Ciò che la distribuzione degli Npl nel sistema bancario mette in luce è che, anche se due terzi delle sofferenze fanno capo alle cinque banche maggiori, con Unicredit in testa, seguita da Intesa, Montepaschi, Banco Popolare e Ubi, sono le banche popolari che preoccupano di più, considerando qual è per loro il rapporto tra sofferenze e tasso di copertura. Colpa della crisi che le ha penalizzate di più? Neanche questo è vero: a mettere l'Italia nella situazione di sorvegliato speciale in cui è oggi è stata colpa anche delle stesse banche. Un indizio: il momento di picco dei fallimenti aziendali (che quindi non hanno restituito i prestiti) è stato alla metà del 2012. Dopo, gli Npl avrebbero dovuto diminuire, osservano gli analisti del Fondo. Invece no. Il che vuol dire che le banche hanno continuato a prestare denaro senza troppo badare ai rischi che correvano.
Ed eccoci alle soluzioni, al famoso “bastone e carota”. Innanzitutto, dicono gli uomini del Fondo, occorre che le banche seguano gli stessi standard di contabilità e classificazione degli attivi: le grandi sono obbligate a farlo da tempo, le piccole hanno cominciato a farlo da poco, e quindi hanno bisogno di un supplemento di controllo, non essendo sottoposte come quelle maggiori al Single Supervisory Mechanism. Secondo: le banche devono separare gli Npl dal “business as usual” e affrontare il problema in maniera più specifica e professionale (senza mezzi termini gli autori dicono che l'approccio specialistico è scarso). Ci deve essere cioè un esponente del top management che si occupa esclusivamente della strategia per liberarsi degli Npl, con monitoraggio stretto e rendiconti frequenti e gli occhi della Banca d'Italia addosso. Insomma, si dovrebbero applicare anche da noi le regole di emergenza chieste ai paesi che hanno già vissuto una crisi estrema del credito, come Grecia e Islanda, Cipro e Spagna. L'anticamera di un commissariamento internazionale.
Quanto alla carota, il Fondo suggerisce l'uso di incentivi fiscali per accelerare la pulizia dei bilanci dalle sofferenze, e anche l'uso di investitori esterni che lavorino con le banche per ristrutturare le imprese insolventi, o che acquistino direttamente gli Npl. Per le banche popolari, vero incubo per il Fondo, si suggerisce un veicolo che si occupi della “pulizia” dell'intero segmento del credito in questione, ma che andrebbe guidato da un manager esterno, a dire della scarsa fiducia per la nostra classe di banchieri. Ma per intervenire sull'intero sistema il Fondo vede di buon occhio una soluzione che suona eresia in Europa.

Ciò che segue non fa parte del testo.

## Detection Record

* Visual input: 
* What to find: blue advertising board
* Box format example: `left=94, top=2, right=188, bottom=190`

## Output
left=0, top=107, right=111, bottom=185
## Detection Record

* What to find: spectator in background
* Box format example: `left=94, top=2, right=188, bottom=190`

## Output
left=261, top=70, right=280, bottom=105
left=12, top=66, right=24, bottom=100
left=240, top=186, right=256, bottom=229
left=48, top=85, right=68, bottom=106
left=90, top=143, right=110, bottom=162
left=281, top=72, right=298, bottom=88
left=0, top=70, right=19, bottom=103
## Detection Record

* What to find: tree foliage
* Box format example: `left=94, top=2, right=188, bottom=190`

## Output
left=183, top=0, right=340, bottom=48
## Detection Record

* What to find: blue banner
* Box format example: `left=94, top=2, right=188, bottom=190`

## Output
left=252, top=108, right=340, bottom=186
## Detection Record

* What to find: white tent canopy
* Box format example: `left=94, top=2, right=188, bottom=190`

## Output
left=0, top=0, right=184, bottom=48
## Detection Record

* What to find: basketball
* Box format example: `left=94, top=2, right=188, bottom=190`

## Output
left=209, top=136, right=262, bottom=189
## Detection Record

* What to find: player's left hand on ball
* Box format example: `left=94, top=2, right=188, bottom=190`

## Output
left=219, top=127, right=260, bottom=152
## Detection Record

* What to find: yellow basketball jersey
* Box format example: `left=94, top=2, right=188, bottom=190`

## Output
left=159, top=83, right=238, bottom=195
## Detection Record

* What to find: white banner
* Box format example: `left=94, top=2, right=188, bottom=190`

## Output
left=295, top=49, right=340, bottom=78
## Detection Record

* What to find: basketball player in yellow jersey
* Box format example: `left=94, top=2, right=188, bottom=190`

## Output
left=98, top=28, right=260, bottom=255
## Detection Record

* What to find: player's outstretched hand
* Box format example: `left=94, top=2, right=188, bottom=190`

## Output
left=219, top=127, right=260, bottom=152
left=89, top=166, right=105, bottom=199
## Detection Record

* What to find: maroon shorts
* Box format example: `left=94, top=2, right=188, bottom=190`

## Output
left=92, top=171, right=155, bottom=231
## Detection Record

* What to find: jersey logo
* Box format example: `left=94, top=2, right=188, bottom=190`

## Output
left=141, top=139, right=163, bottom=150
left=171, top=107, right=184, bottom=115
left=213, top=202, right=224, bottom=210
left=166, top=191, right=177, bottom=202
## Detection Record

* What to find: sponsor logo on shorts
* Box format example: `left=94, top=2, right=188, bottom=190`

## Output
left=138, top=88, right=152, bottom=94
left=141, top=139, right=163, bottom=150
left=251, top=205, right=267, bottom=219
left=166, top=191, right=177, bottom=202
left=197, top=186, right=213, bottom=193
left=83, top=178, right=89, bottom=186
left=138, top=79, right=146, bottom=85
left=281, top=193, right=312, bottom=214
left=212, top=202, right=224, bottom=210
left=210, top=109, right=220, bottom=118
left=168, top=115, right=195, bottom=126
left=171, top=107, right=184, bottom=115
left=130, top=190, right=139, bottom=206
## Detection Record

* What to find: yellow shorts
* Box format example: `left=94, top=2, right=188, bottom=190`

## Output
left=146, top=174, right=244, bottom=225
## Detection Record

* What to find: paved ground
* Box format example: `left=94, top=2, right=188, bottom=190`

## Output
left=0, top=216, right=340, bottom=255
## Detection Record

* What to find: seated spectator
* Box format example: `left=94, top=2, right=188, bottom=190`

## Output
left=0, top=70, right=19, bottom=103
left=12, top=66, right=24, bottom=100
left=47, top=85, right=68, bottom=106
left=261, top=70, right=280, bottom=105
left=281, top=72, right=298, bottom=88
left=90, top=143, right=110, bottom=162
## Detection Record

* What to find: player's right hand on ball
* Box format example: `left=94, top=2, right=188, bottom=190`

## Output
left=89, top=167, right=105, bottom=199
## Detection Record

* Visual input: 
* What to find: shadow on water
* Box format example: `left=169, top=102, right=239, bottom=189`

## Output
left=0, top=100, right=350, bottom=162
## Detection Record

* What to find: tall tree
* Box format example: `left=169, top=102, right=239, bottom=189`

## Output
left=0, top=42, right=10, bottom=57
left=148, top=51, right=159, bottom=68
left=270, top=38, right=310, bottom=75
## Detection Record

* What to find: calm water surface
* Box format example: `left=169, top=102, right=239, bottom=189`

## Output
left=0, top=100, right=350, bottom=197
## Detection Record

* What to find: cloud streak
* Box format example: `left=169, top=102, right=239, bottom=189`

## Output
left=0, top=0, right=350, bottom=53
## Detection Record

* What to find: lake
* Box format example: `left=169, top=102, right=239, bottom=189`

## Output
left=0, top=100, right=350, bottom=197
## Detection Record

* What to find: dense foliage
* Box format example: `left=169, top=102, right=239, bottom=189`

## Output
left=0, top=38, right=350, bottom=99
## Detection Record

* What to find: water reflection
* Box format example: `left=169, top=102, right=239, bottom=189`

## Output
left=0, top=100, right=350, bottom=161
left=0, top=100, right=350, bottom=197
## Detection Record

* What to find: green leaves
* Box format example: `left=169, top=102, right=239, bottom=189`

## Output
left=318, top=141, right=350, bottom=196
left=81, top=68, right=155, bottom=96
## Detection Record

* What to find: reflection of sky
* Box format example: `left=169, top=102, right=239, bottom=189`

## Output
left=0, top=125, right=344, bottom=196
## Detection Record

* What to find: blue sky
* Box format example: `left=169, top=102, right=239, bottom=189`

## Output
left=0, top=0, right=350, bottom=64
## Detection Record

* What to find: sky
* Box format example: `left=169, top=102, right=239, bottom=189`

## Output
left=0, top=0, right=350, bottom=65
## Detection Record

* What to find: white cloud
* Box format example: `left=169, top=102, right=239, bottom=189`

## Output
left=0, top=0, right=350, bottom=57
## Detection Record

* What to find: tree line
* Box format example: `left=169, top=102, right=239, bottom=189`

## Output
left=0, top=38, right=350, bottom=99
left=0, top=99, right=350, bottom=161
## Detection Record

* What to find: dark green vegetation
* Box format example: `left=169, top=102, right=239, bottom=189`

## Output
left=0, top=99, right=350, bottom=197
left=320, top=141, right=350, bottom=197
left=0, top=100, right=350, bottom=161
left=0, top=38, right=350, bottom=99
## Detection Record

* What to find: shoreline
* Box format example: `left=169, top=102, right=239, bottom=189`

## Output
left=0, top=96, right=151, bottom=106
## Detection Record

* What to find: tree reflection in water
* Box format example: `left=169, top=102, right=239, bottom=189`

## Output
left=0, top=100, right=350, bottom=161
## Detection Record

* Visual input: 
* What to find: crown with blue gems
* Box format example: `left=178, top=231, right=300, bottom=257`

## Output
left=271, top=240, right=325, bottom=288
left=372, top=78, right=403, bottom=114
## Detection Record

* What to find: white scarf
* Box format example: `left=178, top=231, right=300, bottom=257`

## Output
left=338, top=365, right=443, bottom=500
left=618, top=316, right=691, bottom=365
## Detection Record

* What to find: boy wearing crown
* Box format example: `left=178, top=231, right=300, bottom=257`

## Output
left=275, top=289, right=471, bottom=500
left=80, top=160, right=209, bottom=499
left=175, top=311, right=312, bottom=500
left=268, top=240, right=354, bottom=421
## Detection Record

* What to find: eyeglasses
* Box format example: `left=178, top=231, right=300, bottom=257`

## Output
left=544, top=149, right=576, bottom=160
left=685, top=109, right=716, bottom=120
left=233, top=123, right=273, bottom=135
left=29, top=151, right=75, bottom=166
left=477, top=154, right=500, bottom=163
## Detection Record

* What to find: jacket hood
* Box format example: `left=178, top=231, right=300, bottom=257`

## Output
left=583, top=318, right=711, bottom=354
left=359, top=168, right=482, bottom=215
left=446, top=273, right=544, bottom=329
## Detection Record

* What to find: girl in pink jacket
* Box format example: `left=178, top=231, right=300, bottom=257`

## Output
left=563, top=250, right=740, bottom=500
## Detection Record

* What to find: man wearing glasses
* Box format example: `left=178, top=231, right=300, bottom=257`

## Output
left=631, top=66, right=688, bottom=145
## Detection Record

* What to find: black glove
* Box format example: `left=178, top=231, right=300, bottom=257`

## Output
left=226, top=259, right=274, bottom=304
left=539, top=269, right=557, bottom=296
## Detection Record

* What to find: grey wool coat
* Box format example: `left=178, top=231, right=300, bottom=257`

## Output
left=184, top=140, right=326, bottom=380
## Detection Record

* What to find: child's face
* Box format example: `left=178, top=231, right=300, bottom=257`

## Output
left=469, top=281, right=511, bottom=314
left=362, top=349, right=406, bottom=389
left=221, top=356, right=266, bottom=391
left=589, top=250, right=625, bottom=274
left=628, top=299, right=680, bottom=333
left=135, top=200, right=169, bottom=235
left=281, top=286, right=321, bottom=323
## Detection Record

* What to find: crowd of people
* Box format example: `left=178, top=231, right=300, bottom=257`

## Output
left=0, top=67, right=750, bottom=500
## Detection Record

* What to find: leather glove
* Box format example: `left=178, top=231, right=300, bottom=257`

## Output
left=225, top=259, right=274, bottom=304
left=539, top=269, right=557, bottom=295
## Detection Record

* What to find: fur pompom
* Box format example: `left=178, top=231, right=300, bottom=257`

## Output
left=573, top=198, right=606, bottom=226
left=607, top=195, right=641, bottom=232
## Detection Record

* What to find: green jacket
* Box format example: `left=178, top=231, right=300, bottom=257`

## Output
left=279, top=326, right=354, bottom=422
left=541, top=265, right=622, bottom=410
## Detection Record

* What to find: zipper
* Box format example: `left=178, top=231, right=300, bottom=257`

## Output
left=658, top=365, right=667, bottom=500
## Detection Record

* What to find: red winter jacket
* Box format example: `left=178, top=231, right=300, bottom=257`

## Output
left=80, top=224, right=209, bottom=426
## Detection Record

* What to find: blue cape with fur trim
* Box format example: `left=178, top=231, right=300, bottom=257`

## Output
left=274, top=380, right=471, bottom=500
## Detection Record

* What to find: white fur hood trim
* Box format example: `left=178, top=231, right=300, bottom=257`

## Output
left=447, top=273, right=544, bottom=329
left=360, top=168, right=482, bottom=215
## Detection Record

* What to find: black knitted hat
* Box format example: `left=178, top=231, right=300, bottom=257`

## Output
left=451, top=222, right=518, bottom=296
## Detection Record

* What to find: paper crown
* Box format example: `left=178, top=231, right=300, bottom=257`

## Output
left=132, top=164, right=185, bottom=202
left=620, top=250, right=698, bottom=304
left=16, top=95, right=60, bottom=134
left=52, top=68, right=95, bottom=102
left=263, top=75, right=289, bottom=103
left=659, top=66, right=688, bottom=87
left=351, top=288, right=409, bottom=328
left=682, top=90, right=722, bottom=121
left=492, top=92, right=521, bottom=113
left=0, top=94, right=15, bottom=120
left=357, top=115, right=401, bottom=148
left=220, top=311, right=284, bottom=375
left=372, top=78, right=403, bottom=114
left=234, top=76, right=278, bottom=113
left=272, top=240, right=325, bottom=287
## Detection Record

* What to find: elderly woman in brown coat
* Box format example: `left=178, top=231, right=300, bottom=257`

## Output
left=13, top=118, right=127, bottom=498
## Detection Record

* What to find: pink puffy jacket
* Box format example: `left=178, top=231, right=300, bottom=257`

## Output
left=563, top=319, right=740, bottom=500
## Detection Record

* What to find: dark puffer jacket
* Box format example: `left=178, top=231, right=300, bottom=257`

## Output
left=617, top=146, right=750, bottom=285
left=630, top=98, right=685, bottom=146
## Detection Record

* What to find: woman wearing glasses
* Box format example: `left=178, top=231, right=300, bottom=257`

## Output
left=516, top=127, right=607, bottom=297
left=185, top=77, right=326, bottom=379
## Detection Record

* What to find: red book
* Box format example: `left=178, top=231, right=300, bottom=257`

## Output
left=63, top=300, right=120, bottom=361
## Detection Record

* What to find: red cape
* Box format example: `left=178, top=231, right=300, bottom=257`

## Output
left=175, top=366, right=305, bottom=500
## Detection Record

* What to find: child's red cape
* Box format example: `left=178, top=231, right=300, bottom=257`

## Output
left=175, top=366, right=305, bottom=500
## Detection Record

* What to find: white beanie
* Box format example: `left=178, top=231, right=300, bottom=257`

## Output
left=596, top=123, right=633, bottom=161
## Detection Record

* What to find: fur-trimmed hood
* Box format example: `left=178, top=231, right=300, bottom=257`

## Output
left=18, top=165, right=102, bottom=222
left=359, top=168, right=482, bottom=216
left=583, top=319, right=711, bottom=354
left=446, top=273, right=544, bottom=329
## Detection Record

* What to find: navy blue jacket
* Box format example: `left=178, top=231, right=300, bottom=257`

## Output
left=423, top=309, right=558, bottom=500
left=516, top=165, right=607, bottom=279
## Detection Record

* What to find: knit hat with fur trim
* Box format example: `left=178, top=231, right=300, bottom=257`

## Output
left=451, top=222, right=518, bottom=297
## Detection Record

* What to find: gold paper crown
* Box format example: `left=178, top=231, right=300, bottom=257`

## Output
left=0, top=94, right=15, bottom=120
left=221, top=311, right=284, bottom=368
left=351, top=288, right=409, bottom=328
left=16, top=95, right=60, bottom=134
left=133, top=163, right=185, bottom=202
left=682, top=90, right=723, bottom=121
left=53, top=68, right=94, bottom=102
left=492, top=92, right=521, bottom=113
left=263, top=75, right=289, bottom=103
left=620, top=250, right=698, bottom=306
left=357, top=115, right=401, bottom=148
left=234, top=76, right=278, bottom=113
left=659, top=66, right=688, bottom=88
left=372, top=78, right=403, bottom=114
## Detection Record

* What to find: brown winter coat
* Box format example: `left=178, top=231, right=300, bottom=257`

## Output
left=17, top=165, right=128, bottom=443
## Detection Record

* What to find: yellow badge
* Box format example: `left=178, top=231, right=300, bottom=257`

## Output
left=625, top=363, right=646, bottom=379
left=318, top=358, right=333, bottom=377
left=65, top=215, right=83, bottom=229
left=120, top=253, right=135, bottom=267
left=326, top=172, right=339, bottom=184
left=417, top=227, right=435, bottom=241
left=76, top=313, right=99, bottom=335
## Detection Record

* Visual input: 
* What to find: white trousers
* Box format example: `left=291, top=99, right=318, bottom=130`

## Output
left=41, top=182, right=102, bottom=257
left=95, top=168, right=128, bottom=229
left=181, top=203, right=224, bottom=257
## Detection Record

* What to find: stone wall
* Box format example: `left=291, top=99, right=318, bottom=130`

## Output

Un veicolo di livello nazionale (un asset management company), dove sia lo Stato ad avere un ruolo di sostegno e finanziamento. Questa soluzione per ora è stata messa da parte per via del tabù europeo contro gli aiuti di Stato? Peccato, osservano quelli del Fondo, perché nel frattempo è l'incertezza proprio su questo possibile intervento che blocca qualsiasi soluzione alternativa. E il pericolo di una crisi di sistema aumenta.